Monday, December 30, 2013

Which radio station really has the best variety of songs?


Listening to the radio


Years ago, I listened to the good ol' FM radio, and I pretty much had something playing 24x7 (as long as nobody complained about the music). Although, for some reason my "preferred" stations would always end up becoming acquired by another entity/competitor/whatever - like WLOL and The Edge.


Eventually, I grew tired of the seemingly "limited music variety" that was available by the usual radio stations, so I usually prefer to stream something (still filled with commercials) from Spotify, Pandora, and other sources, where I have a little more control over the variety (although even these providers seem limited in their breadth of variety)

Radio Tower
Since it's completely unfair to blatantly claim that the local terrestrial FM radio stations have a limited/repetitive song catalog, I figured I'd "be scientific" and actually collect data on what the stations are playing, and then visualize/graph the information to see what would show up. 

There are probably better ways to spot trends within data, but I prefer to view (and explain) things using visual means, so my approach is to simply present things, and "just see what happens".




Accumulating the data


I figured it'd be easy to gather the data, since most of the local station's web sites provide the "currently playing" song data, and if sites like tunein.com and radiosearchengine.com can provide the information, I should be able to figure it out too.

I started with 93X (KXXR), which seems to be the only "current rock-music station" in the area (yeah, pretty sad).

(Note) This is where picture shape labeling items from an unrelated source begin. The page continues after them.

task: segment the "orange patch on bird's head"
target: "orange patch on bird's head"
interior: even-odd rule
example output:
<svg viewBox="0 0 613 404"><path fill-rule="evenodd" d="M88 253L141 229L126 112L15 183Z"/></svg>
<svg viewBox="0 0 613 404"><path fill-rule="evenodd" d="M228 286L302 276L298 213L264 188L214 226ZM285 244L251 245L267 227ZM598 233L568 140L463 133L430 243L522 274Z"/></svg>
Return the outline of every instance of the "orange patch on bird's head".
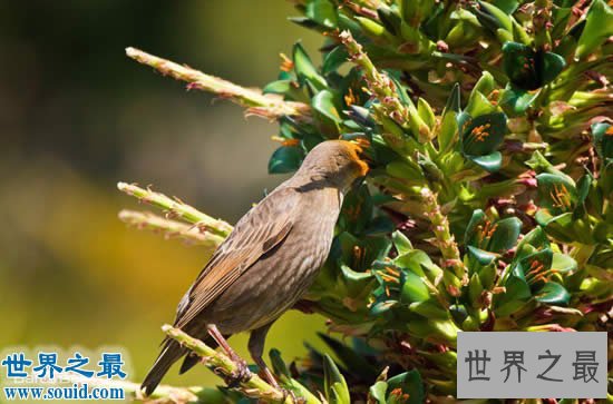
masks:
<svg viewBox="0 0 613 404"><path fill-rule="evenodd" d="M353 160L358 167L360 177L363 177L370 171L370 167L366 160L364 149L370 146L370 142L367 139L356 139L356 140L337 140L346 146L351 160Z"/></svg>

I went to their website, and then fired up the developer tools to identify the means used to retrieve the "currently playing" song information. At the time (Dec 2013), it uses a jQuery JSONP call to retrieve the information, which is a decent workaround if the data provider doesn't support CORS

All I had to do was visit the station's website, clear the "Network" tab after everything had finished loading, and then wait for the next song to start. Eventually, entries would appear as the web page would poll the currently playing song, and then update things when needed.

I coded up a simple bit of JavaScript code using Node's http get routine and configured it to poll the website every so often. After a little while, my data collector stopped working. I pointed a real web browser at the station's website to see what the problem was, and I was presented with a "You've been blacklisted" type of message from the station's hosting provider!  I thought it was a tad ironic that a station that presents itself with a "bad-assed barely legal" veneer image had declared that I was too deviant to be allowed access to their website's information. 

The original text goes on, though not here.